E sul fatto che molti sacerdoti soffrano per il voto di castità e arrivino a commettere “peccati”, l’influencer è stato chiaro in una recente intervista, durante la quale ha anche confessato che molti ex “colleghi” hanno doppie vite, fatte di segreti e trasgressioni.

La vanità e l’uso degli anticoncezionali, parla Alberto Ravagnani.
Alessandro Sortino ha regalato al suo ospite un pacco di anticoncezionali e gli ha anche chiesto se li avesse usati. Inizialmente imbarazzato, alla fine l’ex don più famoso dei social ha ammesso di averli usati: “Sono delle caramelle? Ok, scherzo. Se ne ho mai usato almeno uno? No comment. Sì, li ho usati. Quando ero prete ho detto di non usarli, lo ammetto. L’ho fatto perché la chiesa dice di non usarli”.
Il giovane è consapevole che i suoi ex confratelli e superiori potranno essere delusi e spiazzati da certe sue rivelazioni, ma è anche stato chiaro sul fatto che la stessa morale con cui la Chiesa potrebbe giudicarlo, è quella che fa sentire sbagliati milioni di credenti: “Se è giusto andare oltre con una persona dopo averla conosciuta in vacanza, o una serata, anche con la consapevolezza di non rivederla mai più? Per un certo verso no e potrebbe essere pericoloso, perché potrei legarmi con una persona che poi non farà mai più parte della mia vita. Però per altri versi invece è giusto e lecito. Se qualcuno dei miei ex superiori sta sentendo queste cose penso che starà soffrendo. Però io credo che ci siano molte persone che stanno soffrendo, perché sono credenti e di fronte alla morale della Chiesa si sentono castrati e anche sviliti, giudicati“.

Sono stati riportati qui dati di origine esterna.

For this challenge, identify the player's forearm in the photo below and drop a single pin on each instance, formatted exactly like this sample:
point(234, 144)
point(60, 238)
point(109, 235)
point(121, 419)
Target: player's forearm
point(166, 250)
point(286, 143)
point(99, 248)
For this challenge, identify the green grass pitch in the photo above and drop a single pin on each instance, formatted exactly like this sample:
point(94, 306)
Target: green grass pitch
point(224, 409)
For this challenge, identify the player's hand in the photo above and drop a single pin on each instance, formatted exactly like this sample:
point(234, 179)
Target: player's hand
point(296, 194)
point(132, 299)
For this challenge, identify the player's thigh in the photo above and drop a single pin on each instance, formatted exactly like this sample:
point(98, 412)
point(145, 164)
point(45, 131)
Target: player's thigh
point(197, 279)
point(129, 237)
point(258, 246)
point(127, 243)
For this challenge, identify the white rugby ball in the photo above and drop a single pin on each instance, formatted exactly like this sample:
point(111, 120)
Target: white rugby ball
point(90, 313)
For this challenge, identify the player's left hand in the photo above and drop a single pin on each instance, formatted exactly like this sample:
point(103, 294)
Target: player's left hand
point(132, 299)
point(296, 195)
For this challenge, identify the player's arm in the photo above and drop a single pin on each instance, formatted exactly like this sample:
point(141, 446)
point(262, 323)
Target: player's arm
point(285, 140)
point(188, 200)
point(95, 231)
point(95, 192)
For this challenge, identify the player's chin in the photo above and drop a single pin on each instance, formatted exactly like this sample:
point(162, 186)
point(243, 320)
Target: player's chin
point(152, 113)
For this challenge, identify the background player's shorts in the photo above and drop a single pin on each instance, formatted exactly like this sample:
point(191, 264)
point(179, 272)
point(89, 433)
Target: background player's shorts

Infine Alberto Ravagnani ha dichiarato che da quando va in palestra e non è più prete ha un rapporto diverso con il suo corpo e anche con lo specchio. Adesso si apprezza di più e non si fa problemi a prendersi cura del fisico: “Se la mia vita è cambiata con il mio nuovo corpo? Sì, adesso mi piaccio molto di più. Prima non volevo piacermi. Un prete si guarda poco allo specchio. Io andando in palestra ho cominciato a guardarmi allo specchio e a osservare il mio corpo. Questo ha cambiato molto le cose. Però non sono affatto un narciso. Anche se apparire mi piace“.